Baratto amministrativo: un motore per l’innovazione sociale e la partecipazione

A sentire parlare di baratto la memoria riporta a ricordi scolastici dell’infanzia: qualcosa di antico, lo “scambio”, in un mondo in cui non era stata ancora coniata la prima moneta.

Eppure, da qualche anno, complice probabilmente l’ombra della crisi economica, il concetto di baratto sta tornando in gran voga: da tempo ormai nel nostro paese, una settimana l’anno (vedi qui), è possibile ottenere ospitalità in hotel e B&B in cambio di “lavoretti” o servizi; progetti locali con finalità ecologiche (link), come quello di Piazza Armerina in Sicilia, consentono di barattare materiale riciclabile con buoni acquisto da spendere presso i commercianti locali, e tanti altri ancora.

La novità, oggi, sta nel fatto che questa capacità di “muovere” l’economia, per una volta, è stata percepita dal governo che con il decreto Sblocca Italia – art. 24, legge 166/2014 – introduce addirittura il concetto di baratto amministrativo: in cambio di un impegno concreto per “migliorare” il territorio, ogni cittadino otterrà una riduzione sulle tasse comunali (vedi articolo Sole24Ore).

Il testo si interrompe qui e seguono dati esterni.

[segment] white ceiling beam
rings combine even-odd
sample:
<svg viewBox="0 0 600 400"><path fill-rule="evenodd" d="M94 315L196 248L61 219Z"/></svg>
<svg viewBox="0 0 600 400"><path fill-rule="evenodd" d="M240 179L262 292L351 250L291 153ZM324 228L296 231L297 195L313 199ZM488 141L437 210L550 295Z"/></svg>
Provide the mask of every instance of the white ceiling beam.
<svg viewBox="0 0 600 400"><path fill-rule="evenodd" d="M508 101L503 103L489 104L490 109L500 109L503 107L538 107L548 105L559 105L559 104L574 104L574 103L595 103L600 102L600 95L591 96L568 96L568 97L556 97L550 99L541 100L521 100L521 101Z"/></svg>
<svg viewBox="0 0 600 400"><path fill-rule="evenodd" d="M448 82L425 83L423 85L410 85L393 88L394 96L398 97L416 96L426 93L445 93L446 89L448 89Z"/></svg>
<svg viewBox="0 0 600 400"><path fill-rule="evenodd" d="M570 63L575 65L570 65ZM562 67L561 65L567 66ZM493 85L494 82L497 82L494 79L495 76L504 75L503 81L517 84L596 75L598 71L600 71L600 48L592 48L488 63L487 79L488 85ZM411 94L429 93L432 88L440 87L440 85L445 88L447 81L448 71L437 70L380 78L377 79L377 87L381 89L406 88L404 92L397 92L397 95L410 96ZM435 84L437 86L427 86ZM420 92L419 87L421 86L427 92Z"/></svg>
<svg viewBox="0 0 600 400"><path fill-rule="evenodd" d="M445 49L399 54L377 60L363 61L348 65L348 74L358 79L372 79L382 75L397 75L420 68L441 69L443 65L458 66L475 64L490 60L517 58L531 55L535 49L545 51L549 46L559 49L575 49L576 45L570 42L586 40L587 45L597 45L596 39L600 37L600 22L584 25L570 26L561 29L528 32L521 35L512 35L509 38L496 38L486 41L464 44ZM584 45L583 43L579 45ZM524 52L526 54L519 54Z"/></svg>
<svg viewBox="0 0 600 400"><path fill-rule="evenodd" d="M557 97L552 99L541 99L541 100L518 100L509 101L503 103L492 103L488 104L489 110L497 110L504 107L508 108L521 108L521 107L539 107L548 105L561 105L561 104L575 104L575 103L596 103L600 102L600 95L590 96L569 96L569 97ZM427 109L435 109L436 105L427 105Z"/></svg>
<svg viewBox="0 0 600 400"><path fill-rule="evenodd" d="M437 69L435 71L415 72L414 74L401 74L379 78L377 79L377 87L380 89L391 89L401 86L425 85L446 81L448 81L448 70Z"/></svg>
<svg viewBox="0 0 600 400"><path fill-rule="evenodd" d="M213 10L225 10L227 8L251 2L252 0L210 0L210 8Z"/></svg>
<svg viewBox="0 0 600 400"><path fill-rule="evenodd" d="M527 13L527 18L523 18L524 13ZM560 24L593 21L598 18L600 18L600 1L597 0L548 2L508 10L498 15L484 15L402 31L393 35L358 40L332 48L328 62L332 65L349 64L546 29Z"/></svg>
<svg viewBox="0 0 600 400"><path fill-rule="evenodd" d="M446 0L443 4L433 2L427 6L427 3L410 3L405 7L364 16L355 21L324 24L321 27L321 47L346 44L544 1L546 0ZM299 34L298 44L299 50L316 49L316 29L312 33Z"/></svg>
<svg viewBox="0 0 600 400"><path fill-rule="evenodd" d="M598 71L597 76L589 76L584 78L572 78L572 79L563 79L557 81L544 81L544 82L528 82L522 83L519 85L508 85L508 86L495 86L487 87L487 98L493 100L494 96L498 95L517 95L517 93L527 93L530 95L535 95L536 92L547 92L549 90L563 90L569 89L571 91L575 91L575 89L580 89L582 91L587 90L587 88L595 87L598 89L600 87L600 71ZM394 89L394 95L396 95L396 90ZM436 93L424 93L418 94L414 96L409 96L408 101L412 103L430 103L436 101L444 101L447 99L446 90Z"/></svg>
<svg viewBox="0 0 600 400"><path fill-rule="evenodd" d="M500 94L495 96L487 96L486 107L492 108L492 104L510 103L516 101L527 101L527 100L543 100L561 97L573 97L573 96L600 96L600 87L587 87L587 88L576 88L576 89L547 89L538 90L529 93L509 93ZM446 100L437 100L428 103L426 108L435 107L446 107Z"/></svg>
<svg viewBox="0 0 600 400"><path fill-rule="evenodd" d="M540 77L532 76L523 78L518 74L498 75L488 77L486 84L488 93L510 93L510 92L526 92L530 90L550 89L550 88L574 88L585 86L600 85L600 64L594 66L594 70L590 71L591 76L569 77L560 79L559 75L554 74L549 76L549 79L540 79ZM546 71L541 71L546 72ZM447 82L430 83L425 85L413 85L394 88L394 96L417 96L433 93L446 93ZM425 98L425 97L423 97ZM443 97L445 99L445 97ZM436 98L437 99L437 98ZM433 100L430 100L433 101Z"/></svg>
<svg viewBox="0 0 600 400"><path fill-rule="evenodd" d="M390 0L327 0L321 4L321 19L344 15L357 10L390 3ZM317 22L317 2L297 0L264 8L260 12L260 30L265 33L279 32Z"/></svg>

Una soluzione innovativa quindi, per consentire a quanti in difficoltà (ma non solo, ndr.) di ottenere uno sconto sul pagamento di un tributo locale (TARI, TASI, etc) o estinguere un debito con le case comunali, come nel caso di vecchie multe non pagate. Ma ancora, e questo dipenderà dalla fantasia e dalla capacità dei Comuni di muoversi tra le maglie della legge, un modo per promuovere una partecipazione attiva del cittadino, per colmare le lacune amministrative in termini di servizi (pulizia urbana, verde pubblico, recupero/restauro beni comuni, etc), per favorire il recupero dei debiti da parte delle Amministrazioni.

Facile immaginare le possibili ricadute in termini di miglioramento dell’economia locale e della stessa vivibilità delle città, qualora un tale strumento sia utilizzato anche per promuovere una fattiva collaborazione tra l’ente locale e i i privati (anche aziende, professionisti e attività commerciali).

Non ci resta che attendere fiduciosi che ogni comune italiano, seguendo l’esempio di alcuni comuni messinesi e (notizia fresca fresca!) e del comune di Bari, si apra a queste innovazioni che vengono dal passato.

Parafrasando Pascoli, c’è qualcosa di nuovo oggi nell’aria, anzi di antico!